Mahkemece, yazılı gerekçeyle davanın reddine karar verilmiş ise de gerekçeye katılmak mümkün değildir. Taşınmazlara ait tapu kayıtları incelendiğinde evlilik birliği içerisinde eşler arasında edinilmiş mallara katılma rejiminin geçerli olduğu dönemde satış nedenine dayalı olarak davalı adına edinildiği açıktır.
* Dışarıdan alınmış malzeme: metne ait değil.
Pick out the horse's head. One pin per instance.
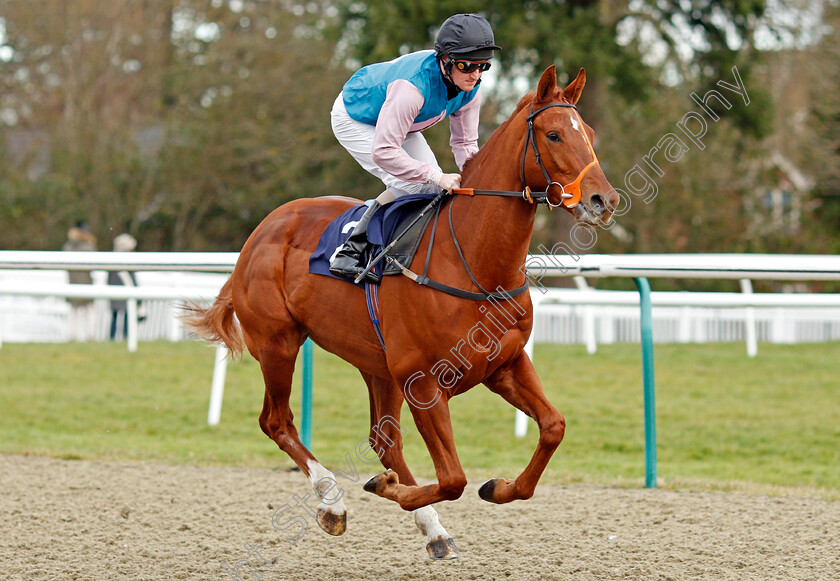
(559, 151)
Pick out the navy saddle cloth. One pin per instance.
(383, 227)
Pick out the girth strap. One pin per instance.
(451, 290)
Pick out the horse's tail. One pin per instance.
(217, 323)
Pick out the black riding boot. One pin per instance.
(351, 259)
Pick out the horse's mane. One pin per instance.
(526, 100)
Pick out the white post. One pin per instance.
(749, 321)
(131, 331)
(588, 319)
(217, 390)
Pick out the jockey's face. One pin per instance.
(466, 81)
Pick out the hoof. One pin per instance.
(333, 524)
(441, 549)
(486, 490)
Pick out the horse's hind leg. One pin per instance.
(517, 382)
(277, 362)
(386, 440)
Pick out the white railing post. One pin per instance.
(749, 321)
(217, 389)
(588, 317)
(131, 325)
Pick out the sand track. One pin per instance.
(102, 520)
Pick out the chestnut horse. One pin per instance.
(433, 340)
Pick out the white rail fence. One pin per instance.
(561, 315)
(33, 305)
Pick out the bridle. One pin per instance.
(570, 194)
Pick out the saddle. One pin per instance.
(386, 225)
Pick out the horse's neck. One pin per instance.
(494, 231)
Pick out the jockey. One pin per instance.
(380, 113)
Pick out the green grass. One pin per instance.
(724, 421)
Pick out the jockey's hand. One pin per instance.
(450, 181)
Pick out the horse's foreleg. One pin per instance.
(433, 423)
(386, 440)
(277, 362)
(518, 383)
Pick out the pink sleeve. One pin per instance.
(403, 102)
(463, 124)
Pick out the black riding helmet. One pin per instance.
(466, 37)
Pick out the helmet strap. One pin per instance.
(447, 68)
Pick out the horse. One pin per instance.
(436, 345)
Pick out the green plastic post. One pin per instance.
(649, 382)
(306, 400)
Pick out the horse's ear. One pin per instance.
(547, 86)
(575, 88)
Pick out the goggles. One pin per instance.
(470, 66)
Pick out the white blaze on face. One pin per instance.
(575, 124)
(322, 481)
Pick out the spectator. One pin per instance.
(82, 322)
(119, 308)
Taşınmazların, edinilmiş mal olmadığını ispat yükü Yasa gereği davalıda olup dosya kapsamından bu hususun ispat edilemediği anlaşılmaktadır.
Mahkemece, tasfiyeye konu edilen taşınmazların davalının edinilmiş malı olduklarının kabulü ile, iddia, savunma ve deliller çevçevesinde taşınmazlar yönünden yukarıda izah edilen ilkeler gözetilerek tasfiye tarihi tibariyle sürüm değerlerinin tespit edilmesi, taşınmazlara ait mal rejiminin sona erdiği tarih itibariyle mevcut borçlar da hesaplamaya dahil edilerek artık değer olup olmadığının tespiti, artık değer var ise davacı kadının yasadan kaynaklanan artık değere katılma alacağının bulunacağı gözetilmeden eksik araştırma ve inceleme ile karar verilmesi isabetsiz olup bozmayı gerektirmiştir.
SONUÇ: Temyiz olunan kararın yukarıda davacı vekilinin yazılı temyiz itirazları yerinde görüldüğünden kabulü ile hükmün 6100 sayılı HMK"nun Geçici 3. maddesi yollaması ile HUMK’nun 428. maddesi uyarınca BOZULMASINA, taraflarca HUMK"nun 440/I maddesi gereğince Yargıtay Daire ilamının tebliğinden itibaren ilama karşı 15 gün içinde karar düzeltme isteğinde bulunulabileceğine ve peşin harcın istek halinde iadesine 22.02.2017 tarihinde oybirliğiyle karar verildi.